This is just my opinion, for what it's worth. I have not completed ROTC, but I have participated in a PT/Calisthenics based programs that had similar elements.
Unless I am misunderstanding the lifting program you outline above, you are not actually doing Starting Strength. I believe the basic template for SS is : Day 1 - Squat 3x5, Bench 3x5, Dead 1x5. Day 2 - Squat 3x5, Overhead Press 3x5, Power Clean (or pull up) 5x3. You alternate 1,2,1 one week and 2,1,2 the next. At least, that's how I read the program. I'm not saying that SS is the only program out there, or even the best. I'm just saying that if you're going to do it, you should do it like it's written.

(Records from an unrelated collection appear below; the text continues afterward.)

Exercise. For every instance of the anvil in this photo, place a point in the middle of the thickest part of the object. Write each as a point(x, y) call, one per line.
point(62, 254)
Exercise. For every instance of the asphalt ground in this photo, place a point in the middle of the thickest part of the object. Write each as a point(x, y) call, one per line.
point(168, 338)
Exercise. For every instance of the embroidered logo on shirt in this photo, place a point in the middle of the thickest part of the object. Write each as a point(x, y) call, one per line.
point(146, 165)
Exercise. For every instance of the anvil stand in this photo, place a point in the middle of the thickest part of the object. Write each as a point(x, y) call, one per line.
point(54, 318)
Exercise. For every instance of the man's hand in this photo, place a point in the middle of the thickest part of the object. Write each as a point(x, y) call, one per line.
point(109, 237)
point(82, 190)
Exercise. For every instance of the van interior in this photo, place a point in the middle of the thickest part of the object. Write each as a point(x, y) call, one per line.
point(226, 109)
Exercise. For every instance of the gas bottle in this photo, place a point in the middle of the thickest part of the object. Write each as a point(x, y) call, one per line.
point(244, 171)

Regarding food, keep an accurate food log and actually plug your calories/macros into a calculator and stay as consistent as possible. Most guys are eating less than they think. Don't worry too much about supplements unless you've got a bunch of extra money, just focus on quality food and lots of it. If you want to try some supps whey protein, BCAA and fish oil are good bets.

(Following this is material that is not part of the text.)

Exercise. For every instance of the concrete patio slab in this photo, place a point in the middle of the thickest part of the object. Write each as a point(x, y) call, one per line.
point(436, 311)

Rucking, running and calisthenics are good focuses, as they are "likely" on the agenda at ROTC. You can ruck almost every morning for 30-45min without doing yourself much harm as far as recovery goes and you should probably run 3-4 days a week, mixing shorter distance (400m+-) sprints, hills and one longer, slower steady state run. Do yourself a favor and start building good running form now. You can work calisthenics in throughout the day in multiple, smaller sets. Make sure you keep fed, hydrated and rested to recover from your training volume and grow. Good luck and train hard.